New Zealand’s food story: the Pukekohe hub

Prepared for Horticulture New Zealand
Agriculture Land use Food industry and trade Farming New Zealand

The Pukekohe hub encompasses Paerata and Patumahoe to the north, Aka Aka to the west, Pokeno to the east, and borders on Onewhero and Pukekawa to the south. It comprises 4,359 hectares of some of New Zealand’s most fertile and productive soils. A lot of growing occurs outside the hub, and produce is transported into the area for processing. The hub’s temperate, forgiving climate, and proximity to key transport routes, means it’s ideally placed to provide year-round vegetables to our biggest and fastest-growing city, Auckland.

It is a small area – just 0.01% of the size of Auckland. And while Pukekohe accounts for just 3.8% of the country’s land under fruit and vegetable production, it contributes to 26% of the nation’s value of production of vegetables, and a lesser proportion of fruit.

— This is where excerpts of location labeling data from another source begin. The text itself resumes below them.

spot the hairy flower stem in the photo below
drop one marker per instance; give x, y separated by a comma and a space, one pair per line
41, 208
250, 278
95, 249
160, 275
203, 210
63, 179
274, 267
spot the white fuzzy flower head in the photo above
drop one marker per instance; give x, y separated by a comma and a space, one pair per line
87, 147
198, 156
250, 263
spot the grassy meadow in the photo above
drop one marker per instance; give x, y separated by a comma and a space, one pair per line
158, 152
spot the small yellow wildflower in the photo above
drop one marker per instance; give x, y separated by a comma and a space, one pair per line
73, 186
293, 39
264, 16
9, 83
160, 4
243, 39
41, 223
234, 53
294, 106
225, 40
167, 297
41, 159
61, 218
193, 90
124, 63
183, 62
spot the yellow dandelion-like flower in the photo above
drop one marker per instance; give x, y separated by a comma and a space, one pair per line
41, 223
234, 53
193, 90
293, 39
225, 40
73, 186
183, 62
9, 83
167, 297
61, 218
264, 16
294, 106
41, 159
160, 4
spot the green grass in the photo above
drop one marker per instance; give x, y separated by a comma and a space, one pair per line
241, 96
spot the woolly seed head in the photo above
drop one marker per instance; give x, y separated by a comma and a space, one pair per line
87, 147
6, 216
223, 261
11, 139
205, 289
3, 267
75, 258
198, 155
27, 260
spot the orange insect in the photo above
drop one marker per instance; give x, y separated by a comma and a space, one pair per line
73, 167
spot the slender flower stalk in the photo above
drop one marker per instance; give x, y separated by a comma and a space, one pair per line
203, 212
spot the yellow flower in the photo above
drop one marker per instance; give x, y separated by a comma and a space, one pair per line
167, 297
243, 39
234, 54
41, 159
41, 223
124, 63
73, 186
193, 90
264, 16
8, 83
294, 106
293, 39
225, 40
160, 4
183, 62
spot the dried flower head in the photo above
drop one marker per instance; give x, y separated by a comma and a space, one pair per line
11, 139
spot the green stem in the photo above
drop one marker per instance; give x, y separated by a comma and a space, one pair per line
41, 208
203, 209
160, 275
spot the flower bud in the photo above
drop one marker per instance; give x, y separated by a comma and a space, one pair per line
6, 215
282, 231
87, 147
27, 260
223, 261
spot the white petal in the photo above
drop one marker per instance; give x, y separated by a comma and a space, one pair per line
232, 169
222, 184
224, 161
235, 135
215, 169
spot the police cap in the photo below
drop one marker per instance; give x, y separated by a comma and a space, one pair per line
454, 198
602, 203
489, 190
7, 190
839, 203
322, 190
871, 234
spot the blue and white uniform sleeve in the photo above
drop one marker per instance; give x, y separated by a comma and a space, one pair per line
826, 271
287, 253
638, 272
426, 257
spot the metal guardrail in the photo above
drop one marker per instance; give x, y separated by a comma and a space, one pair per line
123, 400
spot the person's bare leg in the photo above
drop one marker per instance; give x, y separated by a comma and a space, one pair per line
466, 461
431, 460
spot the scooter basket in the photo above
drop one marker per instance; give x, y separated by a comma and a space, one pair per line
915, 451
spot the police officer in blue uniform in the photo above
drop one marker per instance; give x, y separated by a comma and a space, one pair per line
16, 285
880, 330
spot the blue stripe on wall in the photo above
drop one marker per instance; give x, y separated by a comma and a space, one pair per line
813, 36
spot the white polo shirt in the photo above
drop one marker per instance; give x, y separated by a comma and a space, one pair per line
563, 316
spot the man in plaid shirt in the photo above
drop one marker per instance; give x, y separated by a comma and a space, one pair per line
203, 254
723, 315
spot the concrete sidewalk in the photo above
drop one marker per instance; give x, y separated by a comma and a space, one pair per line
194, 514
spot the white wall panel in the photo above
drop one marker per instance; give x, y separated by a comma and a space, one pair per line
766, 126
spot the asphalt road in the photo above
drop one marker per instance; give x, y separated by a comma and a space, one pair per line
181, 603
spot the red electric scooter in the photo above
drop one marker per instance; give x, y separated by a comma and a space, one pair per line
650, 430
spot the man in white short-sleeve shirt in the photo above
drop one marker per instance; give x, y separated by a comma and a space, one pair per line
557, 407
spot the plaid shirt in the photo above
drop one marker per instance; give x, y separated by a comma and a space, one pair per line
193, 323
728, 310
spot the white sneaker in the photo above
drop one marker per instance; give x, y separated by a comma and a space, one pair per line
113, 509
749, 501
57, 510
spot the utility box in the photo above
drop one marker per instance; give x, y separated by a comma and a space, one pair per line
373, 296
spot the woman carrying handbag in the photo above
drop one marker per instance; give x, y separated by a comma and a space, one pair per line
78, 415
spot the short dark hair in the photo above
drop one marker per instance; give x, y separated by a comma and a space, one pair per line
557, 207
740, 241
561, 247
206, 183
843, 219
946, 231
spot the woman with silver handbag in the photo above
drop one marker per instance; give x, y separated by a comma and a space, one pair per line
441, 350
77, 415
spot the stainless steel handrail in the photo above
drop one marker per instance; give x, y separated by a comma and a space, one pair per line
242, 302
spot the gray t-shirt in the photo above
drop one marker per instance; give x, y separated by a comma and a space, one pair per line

The hub largely focuses on vegetable growing and processing for the domestic market, particularly potatoes, carrots, leafy greens, brassicas (broccoli, cauliflower and cabbage), tomatoes and onions – of which its Longkeeper onion variety is worldfamous. Kiwifruit are also grown, largely for export.

While urban sprawl in rural towns with close proximity to major cities is not unusual, the impact on the Pukekohe hub is. The loss of productive land to urbanisation in the hub is not just a landuse change issue, but one of food security.

The bulk of the Pukekohe hub’s produce goes to Auckland. The city is expected to be home to 2.3 million people by 2043 – up 37% on 2018. This, coupled with changing consumer preferences for sustainable produce and plant-based diets, means the hub is well-placed to meet growing demand. Yet there is less land available for cultivation, and a widening disconnect between New Zealanders and their food sources. With further growth in supply potentially constrained, and demand rising, the country runs the real risk of not being able to provide its own population with adequate and affordable fruit and vegetables, unless New Zealanders understand the value and contribution made by growing areas, such as the Pukekohe hub, and manage them effectively.